— Модя? Модест? — нахмурился Аверин. — Проходи, садись!
Тот покачал головой:
— Был я Модестом, а теперь каждый может… ногами. Спасибо…
Тишина повисла над залом, даже стулья перестали скрипеть.
— За дело — убей меня, — продолжал Модест. — Только не унижай. Перед людьми. Я ведь тоже человек.
— Лодырь ты! — запальчиво ответил Аверин.
И кто-то из механизаторов сказал громко, с досадой:
— Эх, зря!
После совещания в полутемном коридоре парни уговаривали Модеста, окружив, шептали горячо, а Модест слушал, клоня голову. Иван хмыкал в сторонке:
— Унижайся. И перед кем?! Перед Васькой Авериным?!
Модест поднял голову:
— Ведь ребята просят… По-человечески… Они мне доверяют — спасибо им. Ради них я готов… Пускай…
Парни долго не расходились, стояли у конторы опять все вместе — все Мишино звено. Значит, будет у поля хозяин — защитит, не даст в обиду.

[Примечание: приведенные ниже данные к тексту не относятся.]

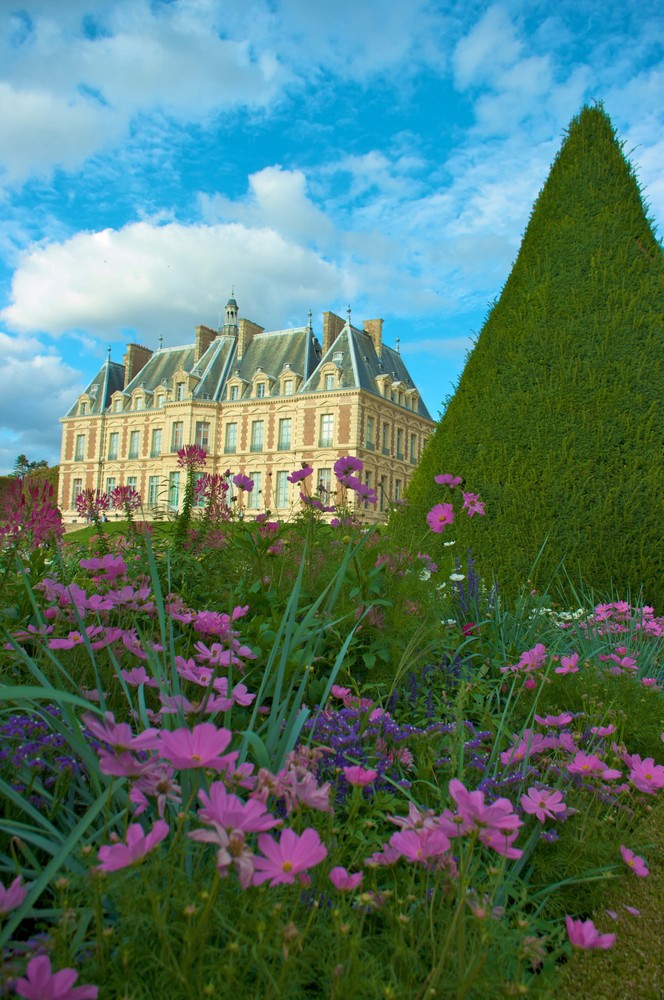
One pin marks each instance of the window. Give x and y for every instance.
(370, 439)
(257, 435)
(285, 426)
(174, 490)
(230, 441)
(326, 430)
(153, 491)
(176, 437)
(202, 434)
(323, 483)
(282, 489)
(253, 501)
(155, 444)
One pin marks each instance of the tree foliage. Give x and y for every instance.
(557, 418)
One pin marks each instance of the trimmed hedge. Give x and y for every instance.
(557, 419)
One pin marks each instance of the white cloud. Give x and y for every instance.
(30, 371)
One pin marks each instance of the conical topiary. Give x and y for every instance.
(557, 418)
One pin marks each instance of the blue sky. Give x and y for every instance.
(314, 155)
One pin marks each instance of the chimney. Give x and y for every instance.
(374, 327)
(332, 327)
(135, 359)
(246, 332)
(204, 337)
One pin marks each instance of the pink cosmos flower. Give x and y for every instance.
(343, 881)
(447, 479)
(116, 856)
(584, 934)
(440, 516)
(569, 664)
(359, 776)
(634, 861)
(289, 857)
(543, 803)
(200, 747)
(472, 504)
(42, 984)
(13, 896)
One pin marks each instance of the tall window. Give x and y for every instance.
(155, 444)
(371, 431)
(326, 430)
(202, 434)
(285, 426)
(254, 499)
(324, 483)
(282, 489)
(153, 491)
(230, 440)
(176, 437)
(174, 490)
(257, 435)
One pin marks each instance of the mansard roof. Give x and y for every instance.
(108, 380)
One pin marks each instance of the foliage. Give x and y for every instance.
(558, 413)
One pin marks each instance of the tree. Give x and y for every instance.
(557, 417)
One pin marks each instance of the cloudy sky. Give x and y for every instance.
(380, 154)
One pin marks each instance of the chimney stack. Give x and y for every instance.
(374, 327)
(332, 327)
(135, 359)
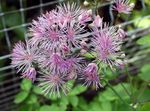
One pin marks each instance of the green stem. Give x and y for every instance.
(125, 90)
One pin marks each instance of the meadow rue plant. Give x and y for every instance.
(54, 53)
(123, 6)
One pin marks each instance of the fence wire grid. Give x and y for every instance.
(9, 80)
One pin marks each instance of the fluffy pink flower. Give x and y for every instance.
(123, 6)
(69, 12)
(90, 75)
(53, 83)
(30, 73)
(85, 17)
(98, 21)
(23, 56)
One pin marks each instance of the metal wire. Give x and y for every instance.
(8, 92)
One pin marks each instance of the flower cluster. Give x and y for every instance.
(123, 6)
(55, 49)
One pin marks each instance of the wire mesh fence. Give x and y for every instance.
(26, 11)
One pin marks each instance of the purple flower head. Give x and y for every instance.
(98, 21)
(108, 44)
(123, 6)
(85, 17)
(53, 62)
(122, 34)
(69, 12)
(53, 83)
(23, 56)
(71, 33)
(30, 73)
(90, 75)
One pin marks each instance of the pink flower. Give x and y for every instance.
(69, 12)
(53, 62)
(122, 34)
(85, 17)
(23, 56)
(30, 73)
(123, 6)
(98, 21)
(53, 83)
(90, 75)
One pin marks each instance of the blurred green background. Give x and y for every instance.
(126, 89)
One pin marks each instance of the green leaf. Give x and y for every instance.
(145, 107)
(45, 108)
(144, 40)
(106, 106)
(77, 90)
(32, 99)
(26, 85)
(20, 97)
(53, 107)
(73, 100)
(145, 73)
(145, 96)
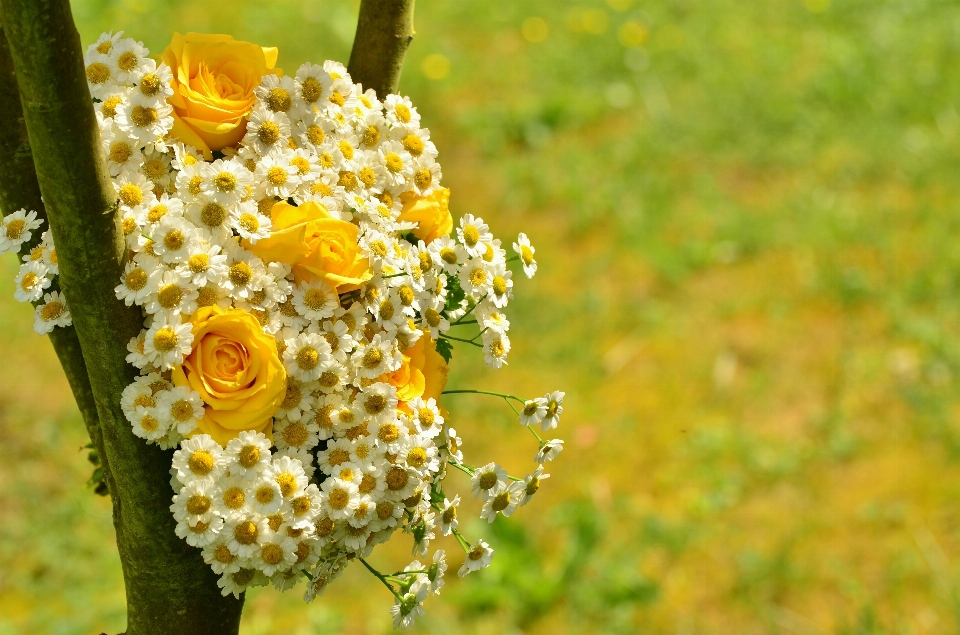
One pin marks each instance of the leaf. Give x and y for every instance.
(445, 348)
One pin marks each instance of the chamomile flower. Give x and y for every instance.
(495, 348)
(225, 181)
(479, 556)
(531, 484)
(448, 515)
(199, 458)
(554, 410)
(51, 313)
(248, 454)
(549, 450)
(315, 300)
(526, 251)
(502, 499)
(182, 406)
(275, 176)
(16, 229)
(485, 479)
(533, 411)
(305, 356)
(167, 343)
(31, 280)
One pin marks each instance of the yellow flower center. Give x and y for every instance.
(413, 144)
(143, 116)
(315, 134)
(249, 223)
(277, 176)
(130, 194)
(213, 215)
(150, 84)
(295, 434)
(127, 61)
(302, 165)
(28, 280)
(278, 100)
(201, 463)
(367, 176)
(109, 107)
(393, 162)
(98, 73)
(165, 340)
(402, 112)
(417, 457)
(308, 358)
(246, 532)
(198, 504)
(397, 478)
(120, 152)
(225, 182)
(248, 456)
(311, 89)
(268, 133)
(170, 296)
(174, 239)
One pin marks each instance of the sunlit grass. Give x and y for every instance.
(744, 216)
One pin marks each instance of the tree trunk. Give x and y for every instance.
(50, 144)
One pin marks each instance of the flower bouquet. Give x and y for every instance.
(302, 285)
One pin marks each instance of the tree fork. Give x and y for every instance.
(169, 588)
(19, 189)
(384, 31)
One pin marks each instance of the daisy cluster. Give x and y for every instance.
(38, 271)
(346, 459)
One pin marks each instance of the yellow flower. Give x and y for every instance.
(318, 246)
(431, 212)
(235, 367)
(213, 81)
(423, 372)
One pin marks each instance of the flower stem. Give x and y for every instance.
(484, 392)
(380, 577)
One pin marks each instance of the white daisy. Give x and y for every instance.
(31, 280)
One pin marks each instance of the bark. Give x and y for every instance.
(19, 189)
(384, 31)
(50, 144)
(169, 587)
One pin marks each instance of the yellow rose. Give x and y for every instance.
(213, 81)
(423, 372)
(317, 246)
(235, 367)
(431, 212)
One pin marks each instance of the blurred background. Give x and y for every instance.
(748, 289)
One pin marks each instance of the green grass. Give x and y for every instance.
(748, 288)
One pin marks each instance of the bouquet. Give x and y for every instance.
(302, 284)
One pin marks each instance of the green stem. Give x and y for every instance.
(19, 189)
(169, 587)
(384, 31)
(380, 577)
(461, 339)
(483, 392)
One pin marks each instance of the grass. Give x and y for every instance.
(748, 288)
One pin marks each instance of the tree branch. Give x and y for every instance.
(169, 587)
(384, 31)
(19, 189)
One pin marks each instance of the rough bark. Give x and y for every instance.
(19, 189)
(384, 31)
(169, 587)
(50, 144)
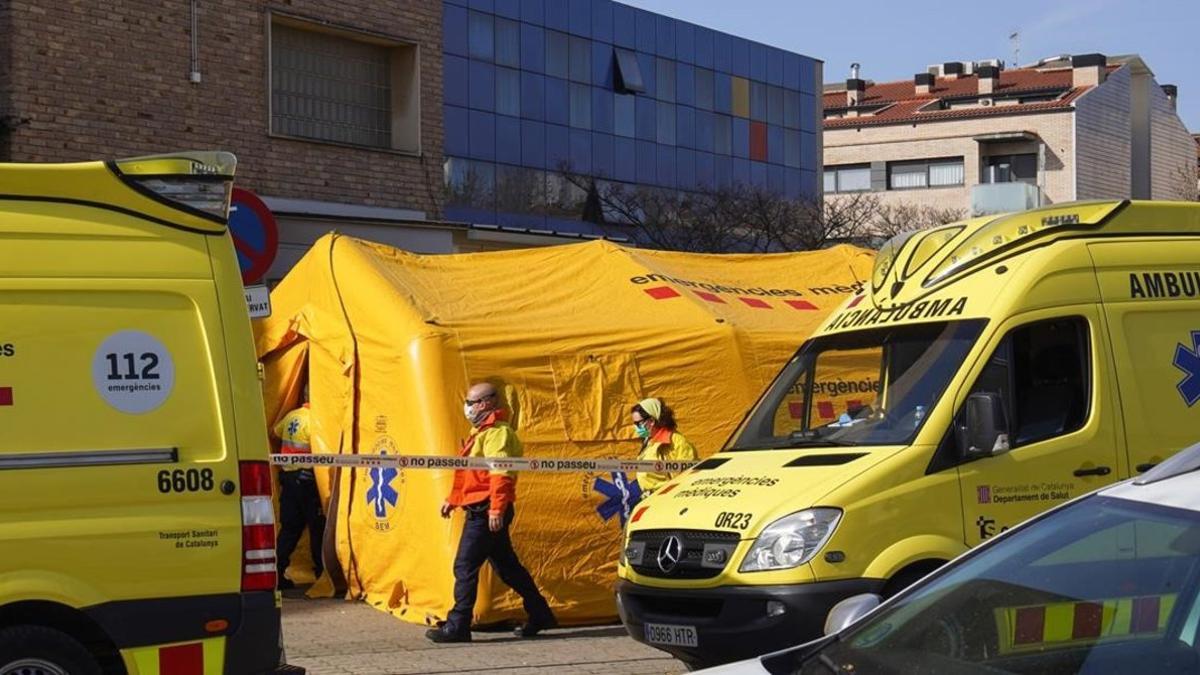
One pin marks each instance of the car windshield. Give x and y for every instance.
(1104, 585)
(868, 387)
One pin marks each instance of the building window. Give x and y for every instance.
(508, 43)
(581, 106)
(925, 173)
(723, 135)
(739, 89)
(481, 39)
(1011, 168)
(557, 49)
(666, 79)
(629, 73)
(847, 179)
(343, 88)
(581, 60)
(469, 184)
(624, 115)
(757, 101)
(705, 89)
(508, 91)
(666, 126)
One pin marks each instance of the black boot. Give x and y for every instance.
(441, 635)
(535, 626)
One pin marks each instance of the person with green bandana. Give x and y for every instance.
(655, 425)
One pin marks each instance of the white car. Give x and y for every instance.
(1103, 584)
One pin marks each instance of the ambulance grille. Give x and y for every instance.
(691, 563)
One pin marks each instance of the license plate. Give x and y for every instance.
(671, 635)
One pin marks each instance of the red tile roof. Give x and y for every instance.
(903, 105)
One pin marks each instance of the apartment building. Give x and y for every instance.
(983, 138)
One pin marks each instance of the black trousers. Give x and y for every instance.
(479, 544)
(299, 508)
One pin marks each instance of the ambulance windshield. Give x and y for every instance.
(870, 387)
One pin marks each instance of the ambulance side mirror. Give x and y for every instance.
(982, 428)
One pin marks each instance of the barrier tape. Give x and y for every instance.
(537, 465)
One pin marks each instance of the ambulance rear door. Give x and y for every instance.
(1151, 292)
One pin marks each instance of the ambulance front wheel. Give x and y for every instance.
(35, 650)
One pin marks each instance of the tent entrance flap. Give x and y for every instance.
(574, 335)
(594, 393)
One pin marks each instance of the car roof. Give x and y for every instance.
(1173, 483)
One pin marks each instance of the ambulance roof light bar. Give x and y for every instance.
(199, 181)
(1009, 232)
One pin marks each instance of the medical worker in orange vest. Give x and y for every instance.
(487, 500)
(299, 500)
(655, 425)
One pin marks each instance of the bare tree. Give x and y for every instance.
(895, 217)
(743, 217)
(1186, 187)
(737, 217)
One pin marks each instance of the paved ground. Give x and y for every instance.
(334, 637)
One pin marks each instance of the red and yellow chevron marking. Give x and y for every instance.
(1061, 625)
(199, 657)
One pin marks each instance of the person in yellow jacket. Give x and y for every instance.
(655, 425)
(299, 499)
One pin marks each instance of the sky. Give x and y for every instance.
(894, 40)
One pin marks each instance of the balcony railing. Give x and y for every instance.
(1003, 197)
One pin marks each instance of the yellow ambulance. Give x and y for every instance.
(136, 526)
(989, 370)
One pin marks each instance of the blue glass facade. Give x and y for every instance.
(603, 89)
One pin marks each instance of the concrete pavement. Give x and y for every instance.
(334, 637)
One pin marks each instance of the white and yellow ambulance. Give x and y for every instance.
(990, 370)
(136, 526)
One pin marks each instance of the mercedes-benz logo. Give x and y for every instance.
(670, 553)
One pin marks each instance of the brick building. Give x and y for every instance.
(618, 95)
(333, 108)
(981, 138)
(432, 125)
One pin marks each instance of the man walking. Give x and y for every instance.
(299, 500)
(487, 499)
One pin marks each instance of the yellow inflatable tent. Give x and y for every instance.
(575, 335)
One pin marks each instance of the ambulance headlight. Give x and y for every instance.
(792, 539)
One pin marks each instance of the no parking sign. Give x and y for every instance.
(255, 234)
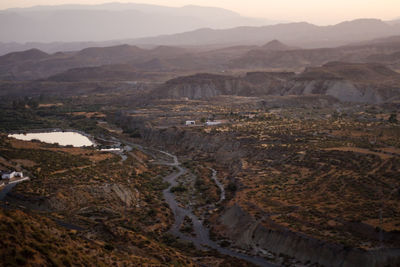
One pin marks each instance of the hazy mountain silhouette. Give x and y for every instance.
(299, 34)
(70, 23)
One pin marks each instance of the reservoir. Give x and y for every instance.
(62, 138)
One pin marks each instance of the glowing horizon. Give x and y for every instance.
(313, 11)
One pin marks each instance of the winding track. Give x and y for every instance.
(202, 238)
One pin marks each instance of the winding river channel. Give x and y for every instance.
(202, 236)
(201, 239)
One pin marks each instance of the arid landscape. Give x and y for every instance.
(234, 141)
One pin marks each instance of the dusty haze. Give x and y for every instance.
(314, 11)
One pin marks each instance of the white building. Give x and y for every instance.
(190, 123)
(209, 123)
(11, 174)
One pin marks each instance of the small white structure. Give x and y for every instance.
(188, 123)
(11, 174)
(209, 123)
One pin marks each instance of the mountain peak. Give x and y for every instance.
(275, 45)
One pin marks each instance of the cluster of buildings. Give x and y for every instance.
(7, 175)
(208, 123)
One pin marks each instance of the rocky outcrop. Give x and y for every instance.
(250, 234)
(347, 82)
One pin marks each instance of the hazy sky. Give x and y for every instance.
(314, 11)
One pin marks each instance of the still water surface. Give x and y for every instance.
(62, 138)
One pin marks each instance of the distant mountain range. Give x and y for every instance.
(112, 21)
(275, 55)
(301, 34)
(298, 34)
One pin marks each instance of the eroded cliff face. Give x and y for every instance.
(363, 83)
(226, 152)
(250, 234)
(263, 234)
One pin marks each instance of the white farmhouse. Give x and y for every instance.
(209, 123)
(188, 123)
(11, 174)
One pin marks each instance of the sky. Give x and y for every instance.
(320, 12)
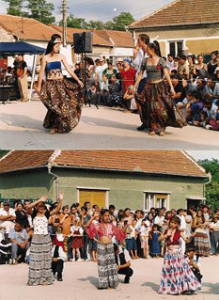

— Пусть завтра загоняют технику на ремонт! — торопился Боря Байбара. — Время-то не ждет!
— Семена проверить, — подсказал Саныч.
Модест подал тихий голос:
— У меня трактор разутый, а гусениц нету.
— Пусть ищут! — шумел Женька, радуясь, что вокруг много молодого народа и жить будет весело.
Мимо прошагал Аверин, посмотрел на ребят, хотел что-то сказать, да промолчал.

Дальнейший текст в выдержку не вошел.